Super Swedes no real 'Surprise'

RYAN PYETTE, SUN MEDIA

, Last Updated: 8:25 AM ET

Canadian champion Nexxice coach Shelley Barnett thinks she has a synchronized skating program in place that has the potential to become the best in the world.

That's saying something because Sweden's Team Surprise is sensational.

Head coach Andrea Dohany's superb program has set the world standard in synchro skating for the past 22 years and left little doubt to its continued dominance with a fifth gold medal in eight years, thanks to a flawless free skate last night at the John Labatt Centre. The Swedes' intersections were impeccable, their spins were exquisite, their lines were straight and their circles were round as they reclaimed the crown they surrendered to Finland last year in Prague.

"Even if we won the gold medal last year, we still would've had the same team this year," Dohany said. "Most of the girls come from the town of Landvetter, which is close to Goteberg (the worlds host in 2005). They start out skating when they are three and we have them in groups right away. Some of them go on to senior individual nationals, but when they come back (to synchro), they already know the rest of the team. The off-ice is just as important as on-ice and we do a good job with that. They're together and they can move as one.

"We try to be innovative. We don't want to copy anybody else. We want to stay ahead and invent new ways of skating."

Though they finished nearly 25 points ahead of the American Miami of Ohio university RedHawks varsity team, the United States hasn't been shy about their intentions on catching up to the Swedes. The university doesn't offer full scholarships to the skaters but it does pay the full freight for the team to compete and synchro is close to gaining status as an NCAA sport.

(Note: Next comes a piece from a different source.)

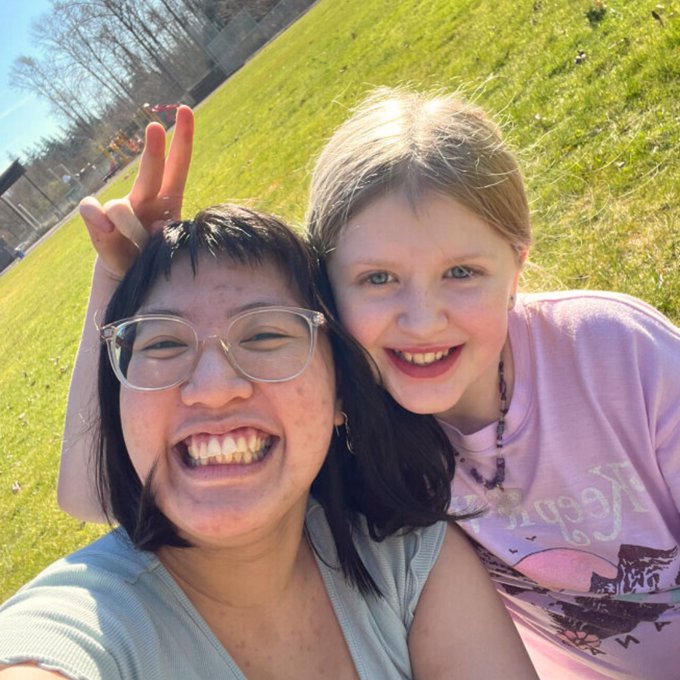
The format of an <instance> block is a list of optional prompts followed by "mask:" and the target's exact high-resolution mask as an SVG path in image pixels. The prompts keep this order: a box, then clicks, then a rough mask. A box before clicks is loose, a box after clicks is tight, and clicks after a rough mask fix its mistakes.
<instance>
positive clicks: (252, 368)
mask: <svg viewBox="0 0 680 680" xmlns="http://www.w3.org/2000/svg"><path fill="white" fill-rule="evenodd" d="M277 314H283V315H284V316H283V318H286V317H290V318H291V319H296V320H297V321H300V320H302V321H304V324H305V325H304V326H303V327H305V326H306V329H307V331H308V334H307V336H306V340H305V342H304V345H300V339H295V341H296V342H297V343H298V345H300V348H301V350H302V351H299V352H298V353H297V354H296V356H295V357H294V359H289V358H288V359H287V358H286V355H285V353H282V352H280V351H279V352H278V354H277V350H269V351H268V354H269V355H270V357H274V358H277V357H279V356H280V357H281V361H283V362H285V361H288V362H289V363H291V365H292V366H293V368H294V370H291V371H290V372H283V373H281V375H276V376H275V377H269V376H267V375H265V373H267V372H269V373H270V374H272V375H273V374H274V373H277V371H275V370H273V369H272V370H268V369H267V367H268V366H271V365H272V364H270V363H268V362H266V361H257V362H254V361H249V362H248V363H249V364H253V366H248V367H244V366H243V363H244V361H243V358H241V359H240V360H239V358H238V354H239V353H240V352H241V351H240V350H239V348H238V347H235V345H234V344H233V342H234V340H236V339H237V338H234V337H233V334H234V329H239V328H242V327H243V326H244V325H245V324H246V323H247V322H249V321H253V322H255V321H257V320H258V319H259V318H261V319H262V320H263V321H265V320H266V319H267V318H274V316H275V315H277ZM153 321H156V322H159V323H163V322H169V323H170V324H172V325H174V326H175V328H176V329H178V330H177V335H179V331H180V329H181V330H182V332H183V333H184V334H185V335H184V336H183V339H186V340H187V341H189V342H190V343H191V344H190V345H189V349H190V351H191V353H190V354H189V355H188V358H186V357H185V358H184V359H183V364H181V363H179V364H178V363H177V362H176V366H177V365H179V366H180V367H179V368H176V367H170V368H171V369H172V370H170V371H169V373H170V374H171V375H172V379H171V380H169V381H168V382H167V384H166V383H165V382H163V381H158V382H159V384H154V385H152V386H148V385H143V384H135V383H134V382H130V380H128V376H127V375H126V373H125V370H124V369H123V367H122V366H121V354H122V352H121V351H120V347H122V346H124V345H125V343H126V340H125V332H126V330H127V331H129V330H130V329H131V328H134V329H136V328H137V327H138V326H139V324H140V323H143V322H153ZM325 323H326V318H325V317H324V315H323V314H322V313H321V312H317V311H314V310H311V309H304V308H301V307H286V306H270V307H258V308H256V309H251V310H248V311H245V312H242V313H241V314H237V315H236V316H234V317H233V318H232V319H231V320H230V321H229V325H228V326H227V329H226V332H225V333H224V334H212V335H208V336H206V337H204V338H201V339H199V337H198V333H197V331H196V328H195V327H194V326H193V324H192V323H190V322H189V321H187V320H186V319H184V318H182V317H180V316H174V315H172V314H139V315H137V316H132V317H129V318H126V319H121V320H120V321H115V322H113V323H109V324H106V325H105V326H102V327H101V328H100V330H99V337H100V340H101V342H104V343H106V346H107V350H108V355H109V360H110V362H111V367H112V368H113V372H114V373H115V375H116V377H117V378H118V380H119V381H120V382H121V383H122V384H123V385H125V387H128V388H129V389H132V390H136V391H139V392H156V391H160V390H167V389H170V388H172V387H177V386H178V385H181V384H182V383H184V382H186V381H187V380H188V379H189V378H190V377H191V375H192V373H193V371H194V369H195V368H196V365H197V364H198V361H199V358H200V357H201V354H202V352H203V346H204V344H205V342H206V341H207V340H210V339H211V338H215V339H216V340H217V341H218V342H219V344H220V347H221V348H222V350H223V351H224V354H225V356H226V358H227V360H228V361H229V363H230V365H231V366H232V368H233V369H234V370H235V371H236V372H237V373H238V374H239V375H241V376H242V377H244V378H246V379H247V380H250V381H252V382H259V383H280V382H287V381H288V380H293V379H295V378H297V377H298V376H299V375H301V374H302V373H303V372H304V371H305V369H306V368H307V366H308V365H309V362H310V360H311V358H312V356H313V354H314V350H315V348H316V340H317V336H318V329H319V328H320V327H321V326H323V325H324V324H325ZM135 337H136V335H135ZM281 337H283V336H281ZM133 341H134V338H133ZM259 341H260V340H259V339H253V340H252V341H251V342H259ZM265 342H266V340H265ZM269 342H271V340H269ZM133 353H134V352H133V350H130V354H129V357H128V363H129V361H130V358H131V357H132V356H133ZM241 353H242V352H241ZM266 353H267V352H266V351H262V352H260V354H261V355H262V357H264V356H265V354H266ZM255 356H257V352H255V353H253V357H255ZM164 361H166V362H167V359H166V360H164ZM157 363H158V364H159V365H162V364H163V361H161V362H157ZM279 363H280V362H279ZM165 365H166V366H168V364H167V363H166V364H165ZM254 368H263V373H261V374H260V373H259V372H258V370H253V369H254ZM175 373H176V374H177V375H174V374H175ZM161 375H162V371H161Z"/></svg>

"We came in as USA 2 because we didn't win nationals and that was motivation for the girls," RedHawks coach Vicki Korn said. "Now, we're world No. 2 and it's incredible. The U.S. hasn't been on the podium (since the championships started in 2000). The girls really came through in this amazing environment."

The Haydenettes, the American national champs, finished fourth after hiring Finnish coach Saga Krantz. Because it had been difficult to acquire a work visa, Krantz had the team train in Montreal for a few weeks.

Defending world champs Finland ended up eighth after a poor short program spelled disaster, and they lost a key component. Skater Jaana Kaspiola was rushed to hospital for surgery to close a leg wound from a teammate's skate blade.

"There was a lot of blood and it was a pretty deep cut that had to be closed," head coach Anu Oksanen said. "The girls were a little shaken by it as you'd expect."

While the top eight teams in the world battle for supremacy, the other 13 squads seek respect and improvement.

Team Japan -- the Jingu Ice Messengers -- surrendered two weeks of on-ice training before arriving in London because their home rink in Tokyo served as the practice rink for the world figure skating championships earlier this month.

The team was forced to improvise with some dryland training and work on their routine in their running shoes.